D'après le DG de la Régie des voies fluviales, l'eau commencera à se retirer vers le 15 janvier, début de la "petite saison sèche", et le fleuve retrouvera son niveau normal d'ici fin février. "C'est à ce moment-là qu'on va constater les dégâts", dit-il.
Dans le quartier Kinsuka, Déborah Zu, gérante du restaurant de bord de fleuve "Chez Tintin", se félicite que son père, fondateur de l'établissement, ait écouté les voisins quand il a acheté sa parcelle en 1977. Ils lui avaient parlé de la crue de 1961 et conseillé de ne pas construire sa maison d'habitation tout près du fleuve.

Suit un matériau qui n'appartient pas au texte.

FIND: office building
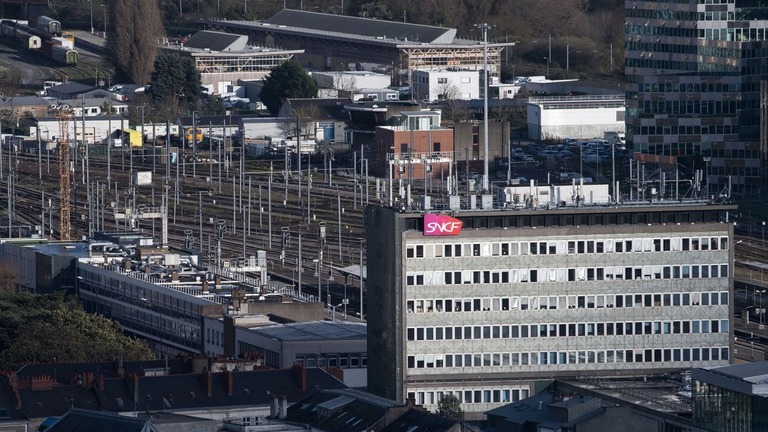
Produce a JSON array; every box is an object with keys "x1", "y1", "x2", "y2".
[
  {"x1": 624, "y1": 0, "x2": 768, "y2": 195},
  {"x1": 366, "y1": 196, "x2": 735, "y2": 419}
]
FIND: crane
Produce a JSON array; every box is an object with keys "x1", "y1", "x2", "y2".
[{"x1": 53, "y1": 104, "x2": 74, "y2": 241}]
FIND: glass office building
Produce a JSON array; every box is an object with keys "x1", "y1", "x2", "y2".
[
  {"x1": 624, "y1": 0, "x2": 768, "y2": 195},
  {"x1": 693, "y1": 362, "x2": 768, "y2": 432}
]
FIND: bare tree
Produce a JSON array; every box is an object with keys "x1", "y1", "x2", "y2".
[
  {"x1": 333, "y1": 74, "x2": 359, "y2": 98},
  {"x1": 109, "y1": 0, "x2": 165, "y2": 84},
  {"x1": 436, "y1": 82, "x2": 469, "y2": 123},
  {"x1": 278, "y1": 103, "x2": 320, "y2": 138}
]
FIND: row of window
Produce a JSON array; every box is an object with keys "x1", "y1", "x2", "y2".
[
  {"x1": 294, "y1": 353, "x2": 367, "y2": 368},
  {"x1": 638, "y1": 102, "x2": 740, "y2": 123},
  {"x1": 407, "y1": 388, "x2": 530, "y2": 407},
  {"x1": 405, "y1": 236, "x2": 729, "y2": 259},
  {"x1": 407, "y1": 291, "x2": 729, "y2": 314},
  {"x1": 407, "y1": 347, "x2": 730, "y2": 369},
  {"x1": 407, "y1": 263, "x2": 730, "y2": 286},
  {"x1": 406, "y1": 319, "x2": 729, "y2": 341}
]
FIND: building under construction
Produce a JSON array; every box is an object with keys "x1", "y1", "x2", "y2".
[
  {"x1": 201, "y1": 10, "x2": 513, "y2": 87},
  {"x1": 160, "y1": 30, "x2": 304, "y2": 94}
]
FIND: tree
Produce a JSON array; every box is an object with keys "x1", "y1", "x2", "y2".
[
  {"x1": 0, "y1": 263, "x2": 17, "y2": 294},
  {"x1": 436, "y1": 393, "x2": 463, "y2": 421},
  {"x1": 0, "y1": 293, "x2": 155, "y2": 370},
  {"x1": 148, "y1": 51, "x2": 202, "y2": 116},
  {"x1": 259, "y1": 61, "x2": 319, "y2": 116},
  {"x1": 435, "y1": 82, "x2": 468, "y2": 123},
  {"x1": 109, "y1": 0, "x2": 165, "y2": 84}
]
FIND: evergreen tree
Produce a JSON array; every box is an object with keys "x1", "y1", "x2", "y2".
[
  {"x1": 436, "y1": 394, "x2": 463, "y2": 421},
  {"x1": 148, "y1": 51, "x2": 202, "y2": 115},
  {"x1": 0, "y1": 293, "x2": 155, "y2": 370},
  {"x1": 259, "y1": 61, "x2": 318, "y2": 116}
]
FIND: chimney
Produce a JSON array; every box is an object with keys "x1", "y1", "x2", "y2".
[
  {"x1": 202, "y1": 279, "x2": 209, "y2": 294},
  {"x1": 279, "y1": 395, "x2": 287, "y2": 419},
  {"x1": 292, "y1": 363, "x2": 307, "y2": 392},
  {"x1": 224, "y1": 370, "x2": 233, "y2": 396},
  {"x1": 270, "y1": 394, "x2": 279, "y2": 417},
  {"x1": 200, "y1": 369, "x2": 212, "y2": 397},
  {"x1": 133, "y1": 373, "x2": 139, "y2": 408}
]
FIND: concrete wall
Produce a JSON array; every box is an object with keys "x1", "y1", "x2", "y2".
[
  {"x1": 365, "y1": 206, "x2": 405, "y2": 402},
  {"x1": 244, "y1": 301, "x2": 325, "y2": 322}
]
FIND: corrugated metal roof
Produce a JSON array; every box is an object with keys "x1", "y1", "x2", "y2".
[
  {"x1": 264, "y1": 10, "x2": 455, "y2": 44},
  {"x1": 184, "y1": 30, "x2": 247, "y2": 52}
]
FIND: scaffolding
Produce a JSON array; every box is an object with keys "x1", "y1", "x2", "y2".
[{"x1": 54, "y1": 105, "x2": 74, "y2": 241}]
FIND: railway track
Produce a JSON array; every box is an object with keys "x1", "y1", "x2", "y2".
[{"x1": 2, "y1": 149, "x2": 372, "y2": 297}]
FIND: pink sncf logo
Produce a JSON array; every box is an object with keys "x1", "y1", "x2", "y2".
[{"x1": 423, "y1": 214, "x2": 463, "y2": 236}]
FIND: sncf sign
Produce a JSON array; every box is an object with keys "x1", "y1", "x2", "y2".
[{"x1": 423, "y1": 214, "x2": 463, "y2": 236}]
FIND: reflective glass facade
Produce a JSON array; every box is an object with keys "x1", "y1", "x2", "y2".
[
  {"x1": 693, "y1": 379, "x2": 768, "y2": 432},
  {"x1": 624, "y1": 0, "x2": 768, "y2": 195}
]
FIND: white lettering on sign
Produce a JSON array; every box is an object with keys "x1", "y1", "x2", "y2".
[{"x1": 423, "y1": 214, "x2": 463, "y2": 236}]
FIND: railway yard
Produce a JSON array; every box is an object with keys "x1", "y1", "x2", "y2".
[{"x1": 2, "y1": 145, "x2": 373, "y2": 318}]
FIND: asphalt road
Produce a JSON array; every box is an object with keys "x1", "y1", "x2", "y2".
[{"x1": 0, "y1": 44, "x2": 57, "y2": 90}]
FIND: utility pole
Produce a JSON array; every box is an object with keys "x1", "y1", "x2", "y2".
[{"x1": 474, "y1": 22, "x2": 492, "y2": 192}]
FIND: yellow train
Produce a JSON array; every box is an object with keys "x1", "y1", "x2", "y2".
[{"x1": 186, "y1": 128, "x2": 203, "y2": 143}]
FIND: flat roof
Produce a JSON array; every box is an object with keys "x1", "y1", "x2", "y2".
[
  {"x1": 250, "y1": 320, "x2": 366, "y2": 341},
  {"x1": 18, "y1": 241, "x2": 90, "y2": 258},
  {"x1": 693, "y1": 362, "x2": 768, "y2": 396}
]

Pendant toutes ces années, il n'était jamais remonté aussi haut. Mais là, l'eau a envahi la berge, le bâtiment du restaurant et le parking, submergeant jusqu'à la statue de Tintin devant laquelle les clients se prennent habituellement en photo. Cette semaine de début janvier, seule la célèbre houppette émerge des flots.